Three! THREE? (Daddy's Ode to our Twinkles)

Three! THREE? How can they be THREE?
I’m telling you folks that I’d pay a small fee
To tell me how possibly they could stay wee!
(I’m sure that you see that my twin poetry
is the annual affair that I want it to be.)
They bring me such glee to the highest degree,
Even more than I ever thought I could foresee.
I’m speaking of course of A.Q. and C.B.
Who are getting so big that they now often pee
In the potty (which is quite a burden off me).
They know numbers through ten and the letters through Z,
They know mommy drinks coffee while daddy drinks tea,
When to flee, when they’re free, how to see whether she
Is the key to what is annoying to me!
Let me tell you it’s true that the first, Addie Q,
Is able to make my day one that I’ll rue.
My patience each day is tried one time or two
(Okay, alright, fine... it’s no less than a few!)
But then, as if on cue, she knows just what to do.
She looks at me and tells me “Dad, I love you!”
(But more often than not it’s because Mom told her to...)
The glorious hue that you’ll find on her shoe
Must always be pink, this I promise to you.
It’s the way that we do make it easy for you
To tell her apart from the one she’s next to!
That girl that’s ne’er far is the one we call “Char”.
She stays right on par with her twin when they spar.
When one goes too far, her twin raises the bar.
I wonder, would she have been great at guitar,
If she still had that finger where now there’s a scar?
Don’t worry, we keep it around in a jar.
(Not really, I’m kidding!

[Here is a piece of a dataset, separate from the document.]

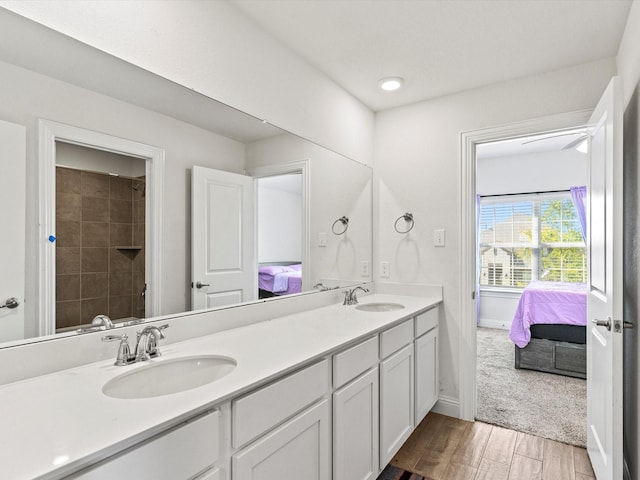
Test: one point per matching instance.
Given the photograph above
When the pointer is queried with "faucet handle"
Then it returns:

Hardy har har!)
Perhaps you now know that each girl was a star
In a movie (don’t see it... it was, well, subpar).
We went to the theater by way of our car,
And gave them our money, twenty bucks au revoir!
We witnessed a plot that was really bizarre,
But we got to identify them from afar.
Before I wrap up here and tell you goodbye,
I want you to know that I’m one lucky guy.
When I write up these poems, I try not to be shy,
I am not embarrassed to tell you that I
am so very happy each day that goes by.
I watch over my girls in bed where they lie,
I want to protect them from what makes them cry.
I’ll always be with them, till one day I die,
And then I’ll still watch them, from high in the sky.
Till next year, when certainly once again I
Will wonder how yet one more year has gone by,
Three days before math nerds will celebrate pi,
I’ll sit here and hope that my words won’t run dry,
And wonder how one day the twins might reply.